Para tal, vamos observar alguns dados sobre a marcha das tropas romanas quando da guerra contra os judeus entre 66-73 d.C. Percebam como foi a política de destruição e terra arrasada imposta pelos Romanos à Gerasa e Gadara [segundo Flávio Josefo em seu Guerras Judaicas] :



Gerasa

"Ânio [o oficial comandante] tomou a cidade de assalto, matou mil jovens — todos aqueles que não tinham escapado —, aprisionou mulheres e crianças e permitiu que seus soldados saqueassem os bens. Finalmente incendiou as casas e marchou contra as aldeias circunvizinhas. Os que podiam, fugiram, os inválidos pereceram e tudo o que restou foi destruído pelas chamas" (G.J. 4.488-89) citado por HORSLEY, Richard & HANSON, John. Bandidos, profetas e messias: movimentos populares no tempo de Jesus. São Paulo: Paulus, 1995, p.190.



Gadara

A cidade de Gadara foi tomada pelos romanos sem muito esforço, dado que a elite da cidade secretamente fez um acordo com os romanos para protegerem seus bens. Porém... Os rebeldes fugiram da cidade... O que lhes foi feito?

"Vespasiano mandou Plácido com 500 homens de cavalaria e 3000 de infantaria perseguir aqueles que haviam fugido de Gadara... Quando os fugitivos subitamente viram a cavalaria em sua perseguição, invadiram uma aldeia chamada Betenabris antes de iniciar qualquer batalha. Plácido ordenou um ataque e após uma renhida batalha, que se estendeu até a noite, capturou as muralhas e toda a aldeia. Os não-combatentes foram mortos em massa, enquanto os fisicamente mais capazes fugiram. Os soldados saquearam as casas e depois incendiaram a aldeia. Entrementes, aqueles que tinham fugido agitaram a zona rural."


Acabaram pois se refugiando em Jericó:

"Plácido, baseando-se na sua cavalaria e animado por seus sucessos anteriores, perseguiu-os até o Jordão, matando a todos os que podiam capturar... Seu caminho até a região era um longo rastro de carnificina, e o Jordão... e o mar Morto ficaram cheios de cadáveres..." [G J, citado por HORSLEY, p.190-1]
Moeda romana - X Legião Fretensis




Sentiram alguma semelhança com uma grande trajetória percorrida pela legião perseguidora romana e pelos rebeldes perseguidos israelitas [De Gadara até ................................ os corpos serem jogados no mar] - boiando?
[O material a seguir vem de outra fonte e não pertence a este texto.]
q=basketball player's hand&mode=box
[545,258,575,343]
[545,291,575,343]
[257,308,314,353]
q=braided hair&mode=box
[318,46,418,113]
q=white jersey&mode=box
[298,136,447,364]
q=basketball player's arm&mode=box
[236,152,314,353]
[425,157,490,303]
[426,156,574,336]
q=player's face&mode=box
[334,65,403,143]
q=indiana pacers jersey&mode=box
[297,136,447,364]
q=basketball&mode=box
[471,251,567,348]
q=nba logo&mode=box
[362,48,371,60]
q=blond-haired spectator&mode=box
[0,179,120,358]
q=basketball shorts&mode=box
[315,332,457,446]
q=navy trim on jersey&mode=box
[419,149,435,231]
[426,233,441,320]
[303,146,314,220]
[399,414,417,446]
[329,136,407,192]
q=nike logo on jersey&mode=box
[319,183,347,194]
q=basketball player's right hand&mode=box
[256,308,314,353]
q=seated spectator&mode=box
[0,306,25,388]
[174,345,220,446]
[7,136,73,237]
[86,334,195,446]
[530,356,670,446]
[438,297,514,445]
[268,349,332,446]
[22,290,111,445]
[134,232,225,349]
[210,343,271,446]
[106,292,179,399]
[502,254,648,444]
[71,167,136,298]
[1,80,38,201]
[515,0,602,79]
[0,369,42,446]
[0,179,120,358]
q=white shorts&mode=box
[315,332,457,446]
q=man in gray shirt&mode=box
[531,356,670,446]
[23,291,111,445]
Nunca houve um tal milagre de Jesus expulsando um demônio chamado Legião de um possuído na região da Decápolis. E nem muito menos tais demônios entraram dentro de porcos que saíram percorrendo distâncias de 50 km até se jogarem ao mar. Nada disso aconteceu. Seria de fato a coisa mais maluca ver a enorme maratona dos milhares de porcos se jogando ao mar, praticamente enfartados de tanto correrem.



O relato dos evangelistas em nada tem a ver com um exorcismo praticado por Jesus pessoalmente. O que está contido nessa passagem é uma mensagem sutil de combate ao império romano. A região da Palestina
está possuída. E este demônio é Roma. Gerasa e Gadara simbolizam o mal perpetrado pelo domínio.

O evento histórico da chacina e destruição em massa perpetrada pelas tropas e legiões de Vespasiano estão bem nítidos na pele do evangelista que está escrevendo pouco após tais chacinas. A perseguição e morte dos rebeldes israelitas por vários e vários Km até chegarem ao mar morto e ao Jordão são invertidos pela narrativa do evangelista.

A implantação do Reino de Deus significa a expulsão do demônio [Roma] - a Legião expulsa [os porcos gentios] se precipita ao mar. O evento histórico é revertido na ótica do evangelista. Na implantação do Reino de Deus, são os romanos [a legião de demônios] que serão expulsos e destruídos.



Ps. O recém-publicado texto: "Gadara, Gerasa, os porcos e a Legio Frentesis" por Jones F. Mendonça nos trouxe este novo insight sobre o símbolo da heráldica da X Legião Fretensis. Trata-se exatamente de um Javali ou Porco Selvagem.